Kerim Kur'an'ın Türkçe Meali; Erhan Aktaş

(Mâide) 5:6.

5:6. Ey iman edenler! Salâta1 durduğunuz zaman, yüzlerinizi ve ellerinizi -dirseklerinizle beraber- yıkayın. Başlarınızı ve -aşık kemiklerinizle beraber- ayaklarınızı mesh edin.2 Eğer cünüpseniz; tam olarak temizlenin.3 Eğer hasta veya yolcukta iseniz veya tuvaletten4 gelmişseniz veya kadınlarınızla ilişkiye girdiyseniz ve o anda su bulamadıysanız, temiz kumla5 teyemmüm edin; onunla ellerinizi ve yüzlerinizi mesh edin. Allah size herhangi bir zorluk dilemiyor. Ancak sizi tertemiz etmek ve üzerinize nimetini tamamlamak istiyor. Umulur ki şükredersiniz.

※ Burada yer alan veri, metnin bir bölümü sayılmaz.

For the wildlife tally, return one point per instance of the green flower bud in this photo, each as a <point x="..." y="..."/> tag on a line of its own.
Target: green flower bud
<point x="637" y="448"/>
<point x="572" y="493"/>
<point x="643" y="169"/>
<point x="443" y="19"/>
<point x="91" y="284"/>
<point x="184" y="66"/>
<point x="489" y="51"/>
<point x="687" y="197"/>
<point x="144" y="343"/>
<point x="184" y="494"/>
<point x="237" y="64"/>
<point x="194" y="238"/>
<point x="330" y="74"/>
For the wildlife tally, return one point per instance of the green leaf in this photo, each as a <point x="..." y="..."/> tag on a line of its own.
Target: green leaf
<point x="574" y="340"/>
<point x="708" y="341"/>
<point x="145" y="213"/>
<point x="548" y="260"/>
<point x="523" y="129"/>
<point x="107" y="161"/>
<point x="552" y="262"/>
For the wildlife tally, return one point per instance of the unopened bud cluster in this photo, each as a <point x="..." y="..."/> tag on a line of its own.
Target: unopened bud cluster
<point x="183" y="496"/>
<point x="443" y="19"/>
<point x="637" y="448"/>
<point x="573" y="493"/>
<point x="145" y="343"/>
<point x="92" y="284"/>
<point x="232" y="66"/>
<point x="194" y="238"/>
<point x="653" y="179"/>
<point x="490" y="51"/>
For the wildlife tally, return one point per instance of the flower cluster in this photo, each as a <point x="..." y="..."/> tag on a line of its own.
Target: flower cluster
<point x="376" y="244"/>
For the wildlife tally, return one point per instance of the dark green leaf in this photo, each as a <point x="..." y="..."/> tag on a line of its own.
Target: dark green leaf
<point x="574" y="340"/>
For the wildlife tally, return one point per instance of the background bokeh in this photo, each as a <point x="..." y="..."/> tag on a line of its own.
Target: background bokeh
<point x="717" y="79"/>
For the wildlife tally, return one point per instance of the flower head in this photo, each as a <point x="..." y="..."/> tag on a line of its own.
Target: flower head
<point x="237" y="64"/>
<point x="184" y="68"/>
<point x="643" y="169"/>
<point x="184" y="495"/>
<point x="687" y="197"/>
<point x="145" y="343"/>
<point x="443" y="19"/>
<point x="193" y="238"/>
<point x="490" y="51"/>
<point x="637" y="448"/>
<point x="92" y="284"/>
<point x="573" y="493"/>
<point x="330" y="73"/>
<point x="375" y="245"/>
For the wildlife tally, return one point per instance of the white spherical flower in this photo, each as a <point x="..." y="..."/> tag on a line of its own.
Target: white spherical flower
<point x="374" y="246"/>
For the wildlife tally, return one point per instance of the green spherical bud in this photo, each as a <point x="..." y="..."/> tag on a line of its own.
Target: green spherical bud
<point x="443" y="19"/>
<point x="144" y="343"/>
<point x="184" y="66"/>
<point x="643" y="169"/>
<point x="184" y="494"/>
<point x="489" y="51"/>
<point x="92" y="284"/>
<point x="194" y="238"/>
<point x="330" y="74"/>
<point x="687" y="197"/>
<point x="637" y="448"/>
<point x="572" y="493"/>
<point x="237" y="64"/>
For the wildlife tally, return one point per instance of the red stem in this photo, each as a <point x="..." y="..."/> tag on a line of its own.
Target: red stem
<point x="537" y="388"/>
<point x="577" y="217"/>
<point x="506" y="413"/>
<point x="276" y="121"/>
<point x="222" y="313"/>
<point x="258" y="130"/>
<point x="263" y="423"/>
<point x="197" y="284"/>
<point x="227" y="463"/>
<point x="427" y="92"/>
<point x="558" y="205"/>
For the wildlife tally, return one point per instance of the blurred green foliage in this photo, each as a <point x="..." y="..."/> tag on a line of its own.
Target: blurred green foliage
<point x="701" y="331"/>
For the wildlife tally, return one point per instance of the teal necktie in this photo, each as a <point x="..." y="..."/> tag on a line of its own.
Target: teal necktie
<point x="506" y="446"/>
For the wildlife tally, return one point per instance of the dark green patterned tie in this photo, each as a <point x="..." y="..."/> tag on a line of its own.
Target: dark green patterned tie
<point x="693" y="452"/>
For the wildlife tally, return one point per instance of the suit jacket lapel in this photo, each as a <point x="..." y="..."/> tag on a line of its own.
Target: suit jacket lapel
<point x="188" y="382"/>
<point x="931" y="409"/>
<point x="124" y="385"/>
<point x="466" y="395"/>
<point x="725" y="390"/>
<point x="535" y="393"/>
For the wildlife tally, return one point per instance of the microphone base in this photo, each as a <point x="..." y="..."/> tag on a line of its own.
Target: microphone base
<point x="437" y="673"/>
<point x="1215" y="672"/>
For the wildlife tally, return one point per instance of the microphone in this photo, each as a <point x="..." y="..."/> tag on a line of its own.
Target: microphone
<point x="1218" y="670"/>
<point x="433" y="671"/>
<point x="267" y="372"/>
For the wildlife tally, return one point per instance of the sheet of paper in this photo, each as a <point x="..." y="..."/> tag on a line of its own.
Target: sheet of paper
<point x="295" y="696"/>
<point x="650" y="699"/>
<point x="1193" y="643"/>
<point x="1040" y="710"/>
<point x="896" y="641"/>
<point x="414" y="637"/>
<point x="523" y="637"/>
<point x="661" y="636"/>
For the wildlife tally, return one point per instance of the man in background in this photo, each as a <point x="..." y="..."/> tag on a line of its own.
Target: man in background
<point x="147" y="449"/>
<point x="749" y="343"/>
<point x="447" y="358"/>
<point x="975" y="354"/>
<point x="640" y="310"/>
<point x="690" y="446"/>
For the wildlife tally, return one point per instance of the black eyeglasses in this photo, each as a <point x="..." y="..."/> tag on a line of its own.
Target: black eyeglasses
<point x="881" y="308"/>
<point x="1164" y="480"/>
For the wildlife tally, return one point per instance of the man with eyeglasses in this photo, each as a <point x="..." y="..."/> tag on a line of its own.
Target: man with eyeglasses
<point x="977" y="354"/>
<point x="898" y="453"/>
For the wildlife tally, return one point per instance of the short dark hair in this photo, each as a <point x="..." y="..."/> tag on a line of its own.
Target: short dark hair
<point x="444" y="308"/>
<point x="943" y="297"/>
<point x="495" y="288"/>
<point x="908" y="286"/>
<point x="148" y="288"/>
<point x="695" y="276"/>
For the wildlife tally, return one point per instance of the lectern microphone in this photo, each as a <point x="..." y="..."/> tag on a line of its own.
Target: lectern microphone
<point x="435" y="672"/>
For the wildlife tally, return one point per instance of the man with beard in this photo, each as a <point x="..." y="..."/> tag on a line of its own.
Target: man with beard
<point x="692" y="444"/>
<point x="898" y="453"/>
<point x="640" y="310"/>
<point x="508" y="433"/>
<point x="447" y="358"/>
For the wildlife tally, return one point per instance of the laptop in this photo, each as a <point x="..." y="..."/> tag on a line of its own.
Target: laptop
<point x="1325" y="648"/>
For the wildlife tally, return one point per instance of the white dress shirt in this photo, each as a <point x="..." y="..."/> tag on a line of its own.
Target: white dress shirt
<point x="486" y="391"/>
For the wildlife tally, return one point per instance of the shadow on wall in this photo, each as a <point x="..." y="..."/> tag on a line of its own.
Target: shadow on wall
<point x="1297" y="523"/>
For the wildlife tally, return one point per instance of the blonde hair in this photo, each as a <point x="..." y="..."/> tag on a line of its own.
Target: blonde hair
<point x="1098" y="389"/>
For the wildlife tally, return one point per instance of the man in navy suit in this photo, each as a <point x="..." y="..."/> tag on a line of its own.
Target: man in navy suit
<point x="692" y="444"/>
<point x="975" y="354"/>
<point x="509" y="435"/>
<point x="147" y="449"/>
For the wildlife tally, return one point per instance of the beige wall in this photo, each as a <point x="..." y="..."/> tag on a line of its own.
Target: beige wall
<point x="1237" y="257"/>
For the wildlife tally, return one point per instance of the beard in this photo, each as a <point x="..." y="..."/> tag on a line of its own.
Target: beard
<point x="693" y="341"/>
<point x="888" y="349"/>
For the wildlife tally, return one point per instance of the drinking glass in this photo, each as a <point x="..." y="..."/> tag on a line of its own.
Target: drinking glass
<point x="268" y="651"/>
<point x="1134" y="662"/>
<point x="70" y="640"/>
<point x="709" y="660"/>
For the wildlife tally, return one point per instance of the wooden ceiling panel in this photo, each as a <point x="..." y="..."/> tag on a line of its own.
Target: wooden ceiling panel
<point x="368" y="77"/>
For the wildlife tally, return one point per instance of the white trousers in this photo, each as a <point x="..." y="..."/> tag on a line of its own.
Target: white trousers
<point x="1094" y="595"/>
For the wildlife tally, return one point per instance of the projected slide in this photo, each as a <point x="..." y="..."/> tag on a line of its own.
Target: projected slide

1- Namaza. 2- Abdest alırken, esas olan şey ayakların mesh edilmesidir. Ayakları yıkamak, abdestin koşullarından değildir. Dikkat edilirse teyemmüm etmede abdest alırken yıkanan azalar sayılmıştır. Teyemmüm edilecek azalar arasında ayakların sayılmaması, abdest alırken ayakların yıkanmasının şart olmadığının göstergesidir. Ancak, isteğe bağlı olarak ayakların yıkanmasının bir sakıncası yoktur. Mesh, doğrudan ayağa yapılmalıdır. Başka bir nesnenin üzerine yapılan mesh geçerli değildir. 3- Boy abdesti alın. 4- Ayette geçen الغَائِطِ (ğâid) sözcüğünün kök harfi olan غَوْط (ğavt) oyuk, boşluk demektir. Ğavtâ ise kaka demektir. Ğaid ise tuvalet yolu demektir. Diğer bir ifade ile tuvalet demektir. Tuvalet küçük ve büyük abdestin yapıldığı yer olduğu için, sadece büyük abdest değil küçük abdestte de abdest almayı gerektirir. 5- İnce toprak.


Arapça
5|6|يَـٰٓأَيُّهَا ٱلَّذِينَ ءَامَنُوٓا۟ إِذَا قُمْتُمْ إِلَى ٱلصَّلَوٰةِ فَٱغْسِلُوا۟ وُجُوهَكُمْ وَأَيْدِيَكُمْ إِلَى ٱلْمَرَافِقِ وَٱمْسَحُوا۟ بِرُءُوسِكُمْ وَأَرْجُلَكُمْ إِلَى ٱلْكَعْبَيْنِ وَإِن كُنتُمْ جُنُبًا فَٱطَّهَّرُوا۟ وَإِن كُنتُم مَّرْضَىٰٓ أَوْ عَلَىٰ سَفَرٍ أَوْ جَآءَ أَحَدٌ مِّنكُم مِّنَ ٱلْغَآئِطِ أَوْ لَـٰمَسْتُمُ ٱلنِّسَآءَ فَلَمْ تَجِدُوا۟ مَآءً فَتَيَمَّمُوا۟ صَعِيدًا طَيِّبًا فَٱمْسَحُوا۟ بِوُجُوهِكُمْ وَأَيْدِيكُم مِّنْهُ مَا يُرِيدُ ٱللَّهُ لِيَجْعَلَ عَلَيْكُم مِّنْ حَرَجٍ وَلَـٰكِن يُرِيدُ لِيُطَهِّرَكُمْ وَلِيُتِمَّ نِعْمَتَهُۥ عَلَيْكُمْ لَعَلَّكُمْ تَشْكُرُونَ+
Latin
6. Yâ eyyuhellezîne âmenû izâ kumtum iles salâti fagsilû vucûhekum ve eydiyekum ilel merâfikı vemsehû bi ruusikum ve erculekum ilâl ka’beyn(ka’beyni) ve in kuntum cunuben fattahherû ve in kuntum mardâ ev alâ seferin ev câe ehadun minkum minel gâitı ev lâmestumun nisâe fe lem tecidû mâen fe teyemmemû saîden tayyiben femsehû bi vucûhikum ve eydîkum minh(minhu) mâ yurîdullâhu li yec’ale aleykum min haracin ve lâkin yurîdu li yutahhirekum ve li yutimme ni’metehu aleykum leallekum teşkurûn(teşkurûne).